Does your promotional material reflect what the residents feel they experience?
When I undertake a project to improve the quality of the meal service in a facility, I sit and eat and immerse with the residents over a week. This brings out true conversation and feelings about the facility culture, attitude of management and staff, daily frustrations, satisfaction, appreciation, system breakdowns, and evidence of “murdering the meal”.
Immersing with residents in the meal time over a longer duration shifts them beyond the initial “yes dear, everything is lovely here”.
While I probably harp on about it, I still reiterate that the dining experience in aged care begins with getting the basics right on a continual and consistent basis. I don’t mean the fancy hotel service, maître d’, customised menu card, matching linen. I mean ticking the box on regularly getting a delicious, hot tasty meal to residents just the way they imagine having it at their home.
“The greatest gift that extraordinarily successful people have over the average person is their ability to get themselves to take action.” – Tony Robbins
Where do you start?
One highly successful and empowering approach is to create systems of continuous improvement for the meal service rather than a goal of a “hotel-style” dining experience.

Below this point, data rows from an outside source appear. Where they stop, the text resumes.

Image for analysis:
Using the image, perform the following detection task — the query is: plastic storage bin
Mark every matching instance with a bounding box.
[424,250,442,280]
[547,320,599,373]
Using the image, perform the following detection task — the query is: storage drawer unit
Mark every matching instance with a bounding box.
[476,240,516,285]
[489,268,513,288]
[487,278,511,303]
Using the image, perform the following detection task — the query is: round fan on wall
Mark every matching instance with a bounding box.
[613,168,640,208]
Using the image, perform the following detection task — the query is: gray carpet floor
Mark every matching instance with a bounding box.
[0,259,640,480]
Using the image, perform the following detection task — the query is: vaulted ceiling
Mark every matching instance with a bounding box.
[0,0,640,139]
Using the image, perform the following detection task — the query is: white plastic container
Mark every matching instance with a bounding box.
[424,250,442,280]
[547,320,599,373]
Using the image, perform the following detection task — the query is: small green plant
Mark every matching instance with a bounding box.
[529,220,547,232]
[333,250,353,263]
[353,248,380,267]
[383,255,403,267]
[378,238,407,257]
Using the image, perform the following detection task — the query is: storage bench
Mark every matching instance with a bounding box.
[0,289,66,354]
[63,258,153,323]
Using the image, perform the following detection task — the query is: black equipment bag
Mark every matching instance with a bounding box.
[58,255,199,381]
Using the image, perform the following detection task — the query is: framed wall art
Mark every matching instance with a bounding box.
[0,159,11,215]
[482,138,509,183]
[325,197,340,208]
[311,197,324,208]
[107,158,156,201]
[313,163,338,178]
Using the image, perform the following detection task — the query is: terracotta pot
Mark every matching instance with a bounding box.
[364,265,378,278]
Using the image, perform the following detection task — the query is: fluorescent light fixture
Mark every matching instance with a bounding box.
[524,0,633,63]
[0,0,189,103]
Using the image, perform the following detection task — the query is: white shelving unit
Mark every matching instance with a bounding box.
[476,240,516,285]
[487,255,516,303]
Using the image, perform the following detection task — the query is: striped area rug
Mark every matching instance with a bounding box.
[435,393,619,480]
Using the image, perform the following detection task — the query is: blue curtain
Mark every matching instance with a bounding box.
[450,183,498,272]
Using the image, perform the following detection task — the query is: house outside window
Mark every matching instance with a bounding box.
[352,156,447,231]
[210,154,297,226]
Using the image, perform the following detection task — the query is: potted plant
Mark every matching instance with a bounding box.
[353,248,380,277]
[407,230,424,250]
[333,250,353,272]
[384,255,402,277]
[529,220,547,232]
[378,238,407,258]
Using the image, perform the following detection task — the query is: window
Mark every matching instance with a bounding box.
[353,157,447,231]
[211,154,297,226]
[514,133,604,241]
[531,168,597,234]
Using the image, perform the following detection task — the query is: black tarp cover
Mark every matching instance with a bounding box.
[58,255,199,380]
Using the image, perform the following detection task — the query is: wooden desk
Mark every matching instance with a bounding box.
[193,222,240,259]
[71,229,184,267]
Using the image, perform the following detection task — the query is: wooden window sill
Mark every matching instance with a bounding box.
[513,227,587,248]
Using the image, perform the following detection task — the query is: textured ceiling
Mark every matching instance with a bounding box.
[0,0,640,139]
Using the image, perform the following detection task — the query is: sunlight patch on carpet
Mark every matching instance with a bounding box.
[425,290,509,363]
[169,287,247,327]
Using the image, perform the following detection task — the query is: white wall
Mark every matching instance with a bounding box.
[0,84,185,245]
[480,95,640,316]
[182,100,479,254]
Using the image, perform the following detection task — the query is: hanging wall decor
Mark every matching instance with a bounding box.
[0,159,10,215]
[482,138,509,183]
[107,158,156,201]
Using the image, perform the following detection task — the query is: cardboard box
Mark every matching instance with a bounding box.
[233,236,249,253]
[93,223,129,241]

As Scott Adams, the creator of “Dilbert” explains,
“Goal-oriented people exist in a state of continuous pre-success failure at best, and permanent failure at worst if things never work out. Systems people succeed every time they apply their systems, in the sense that they did what they intended to do. The goals people are fighting the feeling of discouragement at each turn. The systems people are feeling good every time they apply their system. That’s a big difference in terms of maintaining your personal energy in the right direction.” From Adams book: How to Fail at Almost Everything and Still Win Big.
3 Systems Approach Ways to Improve the Dining Experience
- Teach your staff to look with fresh eyes – As they go about their work, teach staff to view what they do through the resident’s eyes. Is the task adding value to the resident? Is it supporting the resident to enjoy their meal, be independent, feel at home, maintain their dignity, etc?
- Empower staff to take action – driven by a culture of encouragement, staff with a “can do” attitude look for ways to support their residents and add quality to their day.
- Support staff when they make mistakes – staff may not always get it right. Guide and mentor staff around how they can manage tasks and situations better. Encourage them to keep applying the system of continual improvement for their residents. Both you and they will feel like they are still succeeding.
6 Actions Your Staff Can Take Today
- Have a meal service hackathon and brainstorm ideas on how to reduce the time from cooking to serving the meal.
- Explore in depth why a resident has not eaten their meal. Are they having difficulty eating, or not enjoying an aspect of the meal?
- Describe the meal to residents in colourful, descriptive language as it is being placed in front of them.
- Chat to the residents, discuss the meal, share a joke, engage in meaningful conversation.
- Management regularly do a casual walk-slow through the dining rooms, and really listen to what residents are saying to them.
- Allow residents to sit and converse freely after their last mouthful.